To drink, or to draw? To lay down, or to fight? When is enough actually enough? When is giving up acceptable, and when is it frowned upon? To fall, or to climb? To fail, or to succeed? To churn your guts for months undecided, or stick to your guns?
To point the finger or to pull the trigger?
Two years is a long time when you're skimming the serated edges of the curb..the gutter. Grinding your teeth on raw cement.
Grinding your teeth with the bums, the drunks, the junkies. Deciding wheather to excel, or give up.
Deciding wheather taking everything, and I mean everything, out of your pockets, and throwing it to the wind hoping perhaps that like a boomerang it will return bringing a voice more fortunate than the one which gave it such a low-key send-off.
Where do you draw the line? If you ponder for one minute the magnitude of failure, and the burden that comes with it; does that make it ok? Do you fall into failure like a hammock set up for the weak? Do you take those steps? Backwards in origin and lack of faith?
Draw your sword. Draw your fate with a permanent marker instead of the chalk you were given. Take two steps forget what brought you there.
This is hard work, dedication, faith, tears, depression, and glee.

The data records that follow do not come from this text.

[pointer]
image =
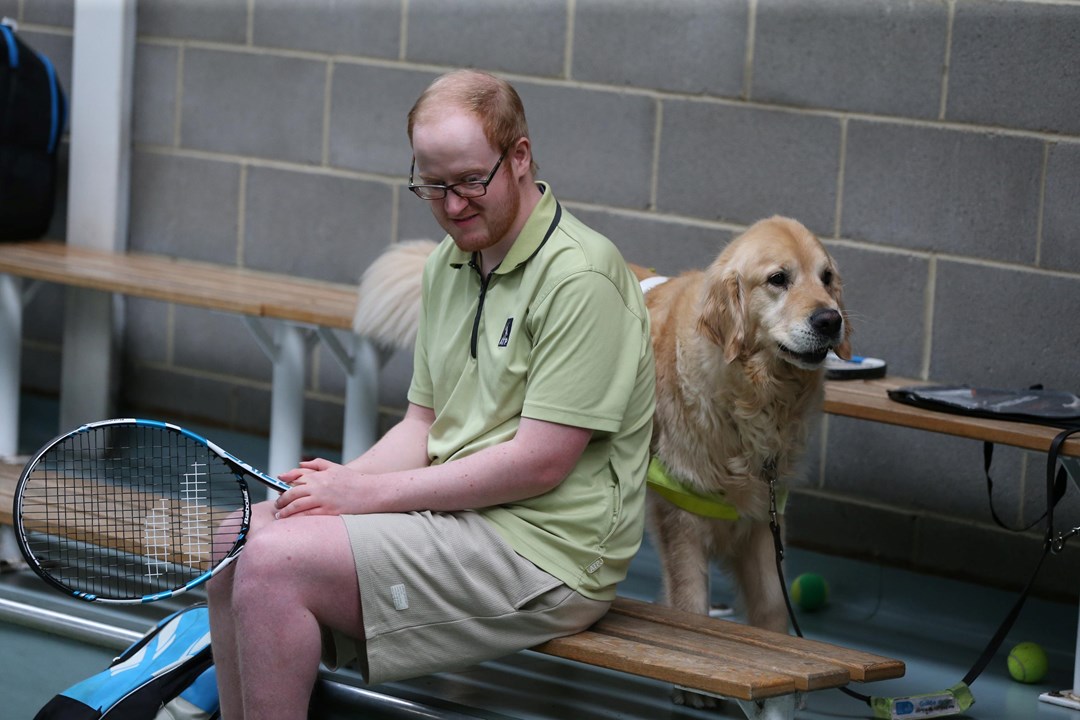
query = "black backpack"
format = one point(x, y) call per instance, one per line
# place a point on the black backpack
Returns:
point(32, 116)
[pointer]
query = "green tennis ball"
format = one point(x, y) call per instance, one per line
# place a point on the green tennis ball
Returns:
point(1027, 663)
point(810, 592)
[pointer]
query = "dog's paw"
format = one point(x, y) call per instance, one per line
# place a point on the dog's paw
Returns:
point(693, 700)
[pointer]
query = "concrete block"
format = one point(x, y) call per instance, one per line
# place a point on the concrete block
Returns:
point(526, 36)
point(218, 343)
point(58, 13)
point(42, 316)
point(592, 146)
point(369, 28)
point(1013, 65)
point(945, 190)
point(314, 226)
point(218, 21)
point(57, 225)
point(667, 246)
point(166, 394)
point(185, 206)
point(741, 164)
point(253, 105)
point(369, 117)
point(886, 297)
point(993, 556)
point(41, 374)
point(148, 327)
point(885, 57)
point(917, 472)
point(833, 525)
point(1004, 327)
point(703, 44)
point(153, 94)
point(1061, 212)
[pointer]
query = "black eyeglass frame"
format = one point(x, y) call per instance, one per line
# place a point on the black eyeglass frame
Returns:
point(441, 190)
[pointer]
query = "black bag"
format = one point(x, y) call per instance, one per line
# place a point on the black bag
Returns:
point(1035, 405)
point(32, 116)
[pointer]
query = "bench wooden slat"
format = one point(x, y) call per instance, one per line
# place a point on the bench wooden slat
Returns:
point(9, 476)
point(185, 282)
point(867, 399)
point(806, 671)
point(730, 678)
point(861, 666)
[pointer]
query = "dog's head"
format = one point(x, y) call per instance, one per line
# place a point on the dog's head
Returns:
point(775, 289)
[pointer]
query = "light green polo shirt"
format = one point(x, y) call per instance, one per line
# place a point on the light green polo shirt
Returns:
point(558, 333)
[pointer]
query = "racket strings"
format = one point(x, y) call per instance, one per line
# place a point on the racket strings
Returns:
point(127, 513)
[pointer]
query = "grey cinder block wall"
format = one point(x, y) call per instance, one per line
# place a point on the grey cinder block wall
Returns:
point(933, 145)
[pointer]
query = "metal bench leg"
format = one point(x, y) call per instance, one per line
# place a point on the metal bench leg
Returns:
point(361, 364)
point(11, 347)
point(773, 708)
point(287, 349)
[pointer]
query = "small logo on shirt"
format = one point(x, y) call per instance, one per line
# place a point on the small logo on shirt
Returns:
point(504, 339)
point(400, 597)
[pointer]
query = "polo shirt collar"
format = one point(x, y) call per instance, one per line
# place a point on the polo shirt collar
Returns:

This is grace; this is what we've become. A mechanism geared for forward movement with shrapnel in the works. It grinds and screams to be halted but still, we move forward. To quit or continue?
We strive to continue.
We strive for nothing short of total fulfulment. Hopefully each breath taken from here on in is a breath leading to relief.
good: big chilli, hot showers, poison the well.